Depending on the underlying psychiatric comorbidities, the time frame for weaning off antimanic medications and coordination of longitudinal care may differ (31). Upon symptom stabilization, the speed of the potential medication tapering depends on symptom recurrence and intolerance to medication withdrawal (35). If secondary mania occurs in the context of no clear underlying or additional psychiatric diagnoses, a slow wean off the antimanic medications would be appropriate over a few months. If this wean is well tolerated, there may not be a need for long-term psychiatric follow-up. If secondary mania occurs in the context of comorbid major depression, there may be more caution with weaning off antimanic medications (particularly if a concomitant antidepressant is actively being prescribed due to the risk of mania or hypomania induction) (36).
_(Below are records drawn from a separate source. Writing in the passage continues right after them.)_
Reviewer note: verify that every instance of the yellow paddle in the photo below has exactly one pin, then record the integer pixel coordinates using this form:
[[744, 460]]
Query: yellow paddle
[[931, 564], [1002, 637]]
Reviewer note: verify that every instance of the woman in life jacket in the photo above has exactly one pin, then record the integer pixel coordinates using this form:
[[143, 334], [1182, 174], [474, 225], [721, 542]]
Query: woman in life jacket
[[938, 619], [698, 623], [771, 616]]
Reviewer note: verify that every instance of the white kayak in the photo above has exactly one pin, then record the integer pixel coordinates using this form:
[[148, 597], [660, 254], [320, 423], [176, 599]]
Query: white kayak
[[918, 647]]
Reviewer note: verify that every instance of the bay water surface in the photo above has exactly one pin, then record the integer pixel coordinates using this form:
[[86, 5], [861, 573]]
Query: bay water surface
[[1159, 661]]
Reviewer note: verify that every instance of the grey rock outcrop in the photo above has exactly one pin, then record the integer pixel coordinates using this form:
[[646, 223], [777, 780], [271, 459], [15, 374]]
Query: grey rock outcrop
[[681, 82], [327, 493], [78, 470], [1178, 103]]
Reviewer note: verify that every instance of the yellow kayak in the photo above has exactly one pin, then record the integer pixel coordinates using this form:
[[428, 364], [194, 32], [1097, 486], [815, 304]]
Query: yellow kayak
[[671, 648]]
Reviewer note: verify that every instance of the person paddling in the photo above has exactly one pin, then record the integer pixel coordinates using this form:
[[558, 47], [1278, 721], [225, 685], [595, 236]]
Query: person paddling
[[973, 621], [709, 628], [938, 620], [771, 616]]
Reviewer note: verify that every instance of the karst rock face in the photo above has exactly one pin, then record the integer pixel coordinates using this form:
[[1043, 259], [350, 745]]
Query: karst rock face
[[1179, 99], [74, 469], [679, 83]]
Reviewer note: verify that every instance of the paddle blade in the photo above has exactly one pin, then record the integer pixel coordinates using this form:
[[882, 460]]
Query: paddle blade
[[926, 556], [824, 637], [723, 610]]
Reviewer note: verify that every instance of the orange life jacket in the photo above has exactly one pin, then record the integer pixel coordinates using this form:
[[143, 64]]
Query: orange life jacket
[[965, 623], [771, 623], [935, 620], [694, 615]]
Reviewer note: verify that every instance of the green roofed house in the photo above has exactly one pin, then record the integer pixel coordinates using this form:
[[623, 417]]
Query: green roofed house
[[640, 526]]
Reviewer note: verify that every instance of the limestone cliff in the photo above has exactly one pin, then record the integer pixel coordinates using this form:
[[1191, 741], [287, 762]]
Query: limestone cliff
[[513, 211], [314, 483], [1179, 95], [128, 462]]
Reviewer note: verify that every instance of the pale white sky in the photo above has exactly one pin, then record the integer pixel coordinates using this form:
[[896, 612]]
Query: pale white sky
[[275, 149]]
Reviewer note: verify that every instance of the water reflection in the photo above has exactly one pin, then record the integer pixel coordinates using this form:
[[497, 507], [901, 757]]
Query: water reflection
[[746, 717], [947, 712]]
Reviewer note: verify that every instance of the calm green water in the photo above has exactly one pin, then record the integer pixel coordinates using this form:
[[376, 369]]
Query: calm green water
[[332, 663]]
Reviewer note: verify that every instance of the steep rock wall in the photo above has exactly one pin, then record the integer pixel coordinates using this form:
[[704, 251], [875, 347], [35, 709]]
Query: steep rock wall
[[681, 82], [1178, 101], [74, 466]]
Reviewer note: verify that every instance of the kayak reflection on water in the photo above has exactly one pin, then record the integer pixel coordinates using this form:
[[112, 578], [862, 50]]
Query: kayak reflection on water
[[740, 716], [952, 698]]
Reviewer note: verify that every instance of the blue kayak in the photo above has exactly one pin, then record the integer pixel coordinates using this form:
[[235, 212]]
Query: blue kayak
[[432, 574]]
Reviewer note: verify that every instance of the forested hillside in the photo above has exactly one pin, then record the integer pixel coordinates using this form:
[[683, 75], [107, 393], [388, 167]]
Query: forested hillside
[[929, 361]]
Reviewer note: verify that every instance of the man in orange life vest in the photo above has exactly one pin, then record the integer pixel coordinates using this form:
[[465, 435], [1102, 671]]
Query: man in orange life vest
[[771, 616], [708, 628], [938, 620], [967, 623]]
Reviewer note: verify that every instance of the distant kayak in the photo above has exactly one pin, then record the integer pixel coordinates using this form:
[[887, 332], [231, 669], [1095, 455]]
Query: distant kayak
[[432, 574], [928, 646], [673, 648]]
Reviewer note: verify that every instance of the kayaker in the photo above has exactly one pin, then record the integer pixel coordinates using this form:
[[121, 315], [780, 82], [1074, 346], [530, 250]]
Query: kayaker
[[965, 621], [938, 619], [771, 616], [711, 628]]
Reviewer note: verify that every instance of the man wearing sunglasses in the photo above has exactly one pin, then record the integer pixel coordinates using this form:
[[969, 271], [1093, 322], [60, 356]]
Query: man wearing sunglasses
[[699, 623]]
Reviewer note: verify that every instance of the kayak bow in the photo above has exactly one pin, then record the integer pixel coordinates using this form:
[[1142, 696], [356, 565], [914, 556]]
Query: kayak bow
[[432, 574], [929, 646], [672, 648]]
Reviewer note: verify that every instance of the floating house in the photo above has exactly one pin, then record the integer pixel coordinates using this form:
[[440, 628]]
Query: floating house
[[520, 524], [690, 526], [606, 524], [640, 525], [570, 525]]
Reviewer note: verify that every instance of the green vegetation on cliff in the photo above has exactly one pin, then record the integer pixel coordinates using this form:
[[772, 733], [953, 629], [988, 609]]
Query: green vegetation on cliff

These patients would benefit from longitudinal psychiatric follow-up. If there is an underlying bipolar disorder, the antimanic medications will likely be continued longitudinally with close psychiatric follow-up to ensure necessary dosing adjustment if breakthrough occurs (32, 35, 37).
CONCLUSIONS
The potential causes of mania arising from the diagnosis, treatment, and sequelae of PCNSL are complex and multifactorial. Ensuring a comprehensive evaluation of the underlying causes and exacerbating factors is essential to ensure timely and appropriate treatment.